The findings, based on email interviews with academics working across the UK, reveal widespread anxiety about increased pressure and workloads, which respondents attribute primarily to universities' determination to maximise their performance in the upcoming 2014 research excellence framework.
Barbara Read, a senior lecturer in education at the University of Roehampton and one of the co-authors of the report, said the pressure is felt particularly keenly by female respondents and those at pre-1992 universities.
But a shortage of time for conducting research is a bugbear of most respondents regardless of gender or affiliation.
Presenting the findings last week at an event hosted by the Society for Research into Higher Education, the project's funder, Dr Read quoted a female senior research fellow at a pre-1992 institution, who says: "Research has become [something] private, [carried out] in my own time, paid for by me: very tiring, stressful and depressing."
A female reader at a pre-1992 university adds: "If anyone else shows me a list of the top 4* journals in the belief that I will go away and miraculously get a 4* paper for the REF I will scream!"
Some respondents envisage leaving either their institution or the academy altogether, or moving voluntarily on to teaching-only contracts.
Respondents also express concerns about the increased tensions that can arise when research stars are perceived to be favoured with departmental resources.
However, most say that their immediate research environment has become more collaborative - possibly as a result of the perception that departments are now judged as collectives by the REF and its recent predecessors.
A handful of respondents welcome the modern emphasis on publication.

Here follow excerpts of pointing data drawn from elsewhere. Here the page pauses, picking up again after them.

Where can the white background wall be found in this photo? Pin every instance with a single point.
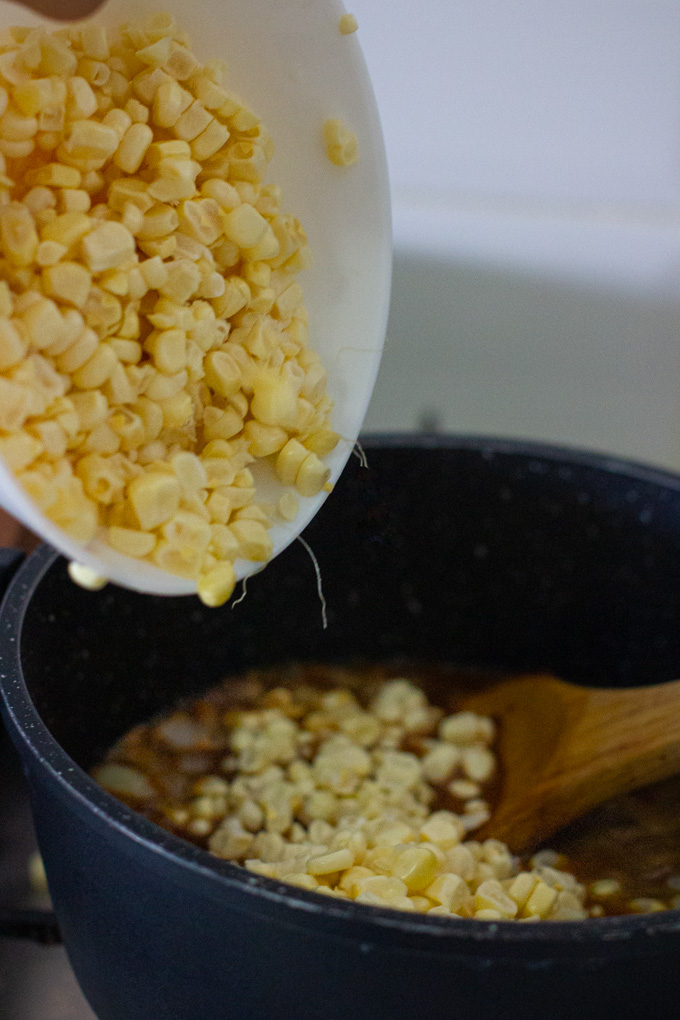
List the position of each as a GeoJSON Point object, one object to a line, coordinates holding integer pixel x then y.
{"type": "Point", "coordinates": [534, 156]}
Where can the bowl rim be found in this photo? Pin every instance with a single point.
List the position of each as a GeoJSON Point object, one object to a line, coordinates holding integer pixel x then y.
{"type": "Point", "coordinates": [607, 935]}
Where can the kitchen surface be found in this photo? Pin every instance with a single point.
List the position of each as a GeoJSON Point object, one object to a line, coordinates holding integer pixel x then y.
{"type": "Point", "coordinates": [534, 158]}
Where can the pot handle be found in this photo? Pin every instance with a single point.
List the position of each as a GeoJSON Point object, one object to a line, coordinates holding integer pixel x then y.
{"type": "Point", "coordinates": [39, 925]}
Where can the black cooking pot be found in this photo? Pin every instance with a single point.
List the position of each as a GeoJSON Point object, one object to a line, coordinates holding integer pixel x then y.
{"type": "Point", "coordinates": [466, 551]}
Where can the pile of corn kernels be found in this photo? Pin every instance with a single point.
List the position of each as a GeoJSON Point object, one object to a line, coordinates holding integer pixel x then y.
{"type": "Point", "coordinates": [343, 800]}
{"type": "Point", "coordinates": [153, 339]}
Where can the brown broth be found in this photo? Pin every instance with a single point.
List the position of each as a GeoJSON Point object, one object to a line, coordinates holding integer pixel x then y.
{"type": "Point", "coordinates": [633, 838]}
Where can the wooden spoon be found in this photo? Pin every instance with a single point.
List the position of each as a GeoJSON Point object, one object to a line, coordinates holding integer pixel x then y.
{"type": "Point", "coordinates": [564, 749]}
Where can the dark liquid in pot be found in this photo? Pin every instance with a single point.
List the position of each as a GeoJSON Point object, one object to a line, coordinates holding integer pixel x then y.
{"type": "Point", "coordinates": [633, 838]}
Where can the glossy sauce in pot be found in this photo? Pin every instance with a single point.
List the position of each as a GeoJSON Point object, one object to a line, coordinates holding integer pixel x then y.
{"type": "Point", "coordinates": [632, 840]}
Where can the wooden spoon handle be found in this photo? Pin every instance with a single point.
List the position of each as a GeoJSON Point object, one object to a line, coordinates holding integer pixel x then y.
{"type": "Point", "coordinates": [565, 749]}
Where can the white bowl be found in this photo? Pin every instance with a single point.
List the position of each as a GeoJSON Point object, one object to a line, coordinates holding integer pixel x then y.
{"type": "Point", "coordinates": [293, 66]}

One says: "In 1973, if you published you were seen as selfish and ambitious: especially negative things to be said about a woman. [Now] anyone who can publish is seen as a good egg and a contributor to the overall effort."
According to Carole Leathwood, professor of education at London Metropolitan University and another co-author of the report, respondents worry that increased concentration of funding could lead to a narrowing of research agendas and the exclusion of early career academics and radical ideas by an "old boys' club" of established senior researchers.
"We all want to do excellent research but there isn't a level playing field in terms of who has power to define what that is: that kind of comment came up again and again," Professor Leathwood said.
Respondents also fear that the impact agenda could distort research priorities. However, Professor Leathwood said this was the recent trend in research policy that received the most support.